Upvest Expands Its Client Roster
For Upvest, the deal adds a merchant-focused partner to a client portfolio that already includes consumer fintechs such as Revolut, N26, bunq, Webull, and Raisin, as well as digital banks Openbank and DKB.
Earlier this month, the Berlin-based firm raised $125 million at a valuation of €640 million, nearly double the €360 million it was valued at when it last raised capital in December 2024. The company processes more than 100 million trades per year and employs 280 people, according to its own figures.
"Powered by Upvest's Investment API, SumUp can now offer a best-in-class investment proposition for merchants to grow their wealth," said Upvest CEO and co-founder Martin Kassing. "This partnership shows how modern investment infrastructure can make capital markets investing accessible and operationally simple at scale."
The arrangement reflects a broader pattern in embedded finance, where investment or banking products are layered into platforms originally built for other purposes. SumUp itself has been steadily adding financial services around its payment core, having partnered with Adyen in 2024 to expand payment capabilities for small and medium-sized businesses.
Upvest, meanwhile, expanded its own product range in January 2026 by adding 2.5 million securitized derivatives instruments to its platform in a deal with Boerse Stuttgart.
SumUp Pushes Deeper into Financial Services
SumUp, founded in 2012 and serving more than 4 million merchants across 37 markets, has been broadening its product range well beyond card readers for several years, adding free business accounts, merchant cash advances, invoicing tools, and point-of-sale registers to its lineup.

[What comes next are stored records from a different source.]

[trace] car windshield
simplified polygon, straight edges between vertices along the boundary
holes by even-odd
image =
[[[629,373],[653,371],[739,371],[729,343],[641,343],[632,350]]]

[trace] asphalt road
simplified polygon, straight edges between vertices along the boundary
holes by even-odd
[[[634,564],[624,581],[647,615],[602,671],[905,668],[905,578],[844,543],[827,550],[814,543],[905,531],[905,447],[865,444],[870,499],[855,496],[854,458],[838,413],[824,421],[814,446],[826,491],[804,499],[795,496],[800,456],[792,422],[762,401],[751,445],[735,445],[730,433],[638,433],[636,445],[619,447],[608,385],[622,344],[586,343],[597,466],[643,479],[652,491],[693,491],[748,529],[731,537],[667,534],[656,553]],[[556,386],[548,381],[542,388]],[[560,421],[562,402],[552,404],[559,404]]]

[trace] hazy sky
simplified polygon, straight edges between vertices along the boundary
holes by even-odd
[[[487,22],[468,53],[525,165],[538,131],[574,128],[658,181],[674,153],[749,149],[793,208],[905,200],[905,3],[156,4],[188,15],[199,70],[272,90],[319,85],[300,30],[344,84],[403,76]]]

The company raised €285 million in late 2023 at a valuation above €8 billion, money earmarked partly for product expansion and new market entry.
Adding an investment layer to its banking offering fits that trajectory, though the initial scope is narrow. For now, SumUp merchants are limited to euro-denominated money market funds, a lower-risk product category. The company has not disclosed any plans to offer equities, bonds, or other asset classes through the platform.